Another way of telling

My review

There are many books that are full of beautiful photos, containing page after page of aspirational images on a chosen subject. These books are great for the coffee table or to look through for inspiration, but a lot of them lack the 'raison d'ĂȘtre.' We see the images, we may have a description, but there is a lack of why it worked for the person who took the photos.

When you read one of John Berger's book you discover a different approach, as it is as if he discusses the point he makes is as he is directly teaching the reader how he sees the world. Then, when you add the words of Jean Mohr, you have a series of essays that take the reader on a journey to learn another way of telling a visual story, if I could say that.

Between them, we are presented with photos and essays that convey the thought processes they went through while taking the photos and afterwards while undertaking a review of the photos. It gives us a different way of thinking about our own photography and how we present these photos to others.

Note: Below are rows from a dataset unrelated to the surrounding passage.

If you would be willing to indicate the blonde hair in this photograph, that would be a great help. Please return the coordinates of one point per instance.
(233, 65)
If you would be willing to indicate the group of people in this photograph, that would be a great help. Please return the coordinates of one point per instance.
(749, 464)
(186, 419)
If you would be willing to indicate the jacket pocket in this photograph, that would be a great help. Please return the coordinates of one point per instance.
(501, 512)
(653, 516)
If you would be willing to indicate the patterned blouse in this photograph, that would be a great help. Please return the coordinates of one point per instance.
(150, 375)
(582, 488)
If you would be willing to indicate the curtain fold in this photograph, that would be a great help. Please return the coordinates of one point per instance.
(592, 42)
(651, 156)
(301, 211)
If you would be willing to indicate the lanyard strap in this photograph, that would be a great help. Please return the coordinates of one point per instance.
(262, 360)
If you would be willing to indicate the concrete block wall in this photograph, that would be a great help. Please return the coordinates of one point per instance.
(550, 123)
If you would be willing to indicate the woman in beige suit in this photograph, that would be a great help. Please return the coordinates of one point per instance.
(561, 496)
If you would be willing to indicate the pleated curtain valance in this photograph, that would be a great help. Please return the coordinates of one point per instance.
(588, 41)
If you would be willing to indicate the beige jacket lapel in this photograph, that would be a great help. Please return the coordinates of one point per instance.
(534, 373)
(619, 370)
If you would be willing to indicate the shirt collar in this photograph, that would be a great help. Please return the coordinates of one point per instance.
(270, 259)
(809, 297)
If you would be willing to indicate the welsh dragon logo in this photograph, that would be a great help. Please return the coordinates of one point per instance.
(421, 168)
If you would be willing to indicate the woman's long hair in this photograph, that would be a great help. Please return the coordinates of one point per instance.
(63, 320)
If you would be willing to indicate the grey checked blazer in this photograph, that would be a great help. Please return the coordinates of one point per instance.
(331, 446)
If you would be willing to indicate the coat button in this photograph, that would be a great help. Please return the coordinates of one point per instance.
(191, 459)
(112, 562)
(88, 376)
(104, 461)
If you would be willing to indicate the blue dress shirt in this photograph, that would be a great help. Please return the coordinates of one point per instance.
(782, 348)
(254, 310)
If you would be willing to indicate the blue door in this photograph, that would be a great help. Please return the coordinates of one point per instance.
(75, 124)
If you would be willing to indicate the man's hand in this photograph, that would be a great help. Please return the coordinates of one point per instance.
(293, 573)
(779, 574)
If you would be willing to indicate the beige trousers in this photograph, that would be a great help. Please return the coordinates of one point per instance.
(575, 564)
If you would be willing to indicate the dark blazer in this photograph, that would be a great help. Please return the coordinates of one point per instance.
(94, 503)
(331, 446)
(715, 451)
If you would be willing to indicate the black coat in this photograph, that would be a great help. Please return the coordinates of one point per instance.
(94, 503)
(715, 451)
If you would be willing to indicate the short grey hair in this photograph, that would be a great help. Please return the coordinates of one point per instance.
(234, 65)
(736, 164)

One chapter is called "What did I see?" It starts with an opening idea, a set of five photos and then we have a cross-section of society reviewing what they see. So we have a market gardener, a clergyman, a schoolgirl, a banker, an actress, a dance teacher, a psychiatrist, a hairdresser and a factory worker. This group may be outdated to us now, but at the time it represented the society.

While the critique given by reviews is terse, it does show how experience allows one to see things so differently. In reality, the majority of people will give only a few words, from which us photographers need to glean how others see our work.

Beyond the curious critique of a handful of reviewers, John and Jean present short essays on how photo stories are presented. It is used by countless photographic students as the basis of their work, and it will add value to any keen amateur photographer keen to develop beyond the crowd of happy snappers.

So, in summary, this book in not the fluffy coffee table dust catcher. It allows us to understand the photo storytelling mind of John Berger and Jean Mohr. What comes out in the text is a need to plan your approach putting a photographic narrative together and ideas on how to do so. If you want to take those first steps up in photography, this is one book you certainly need.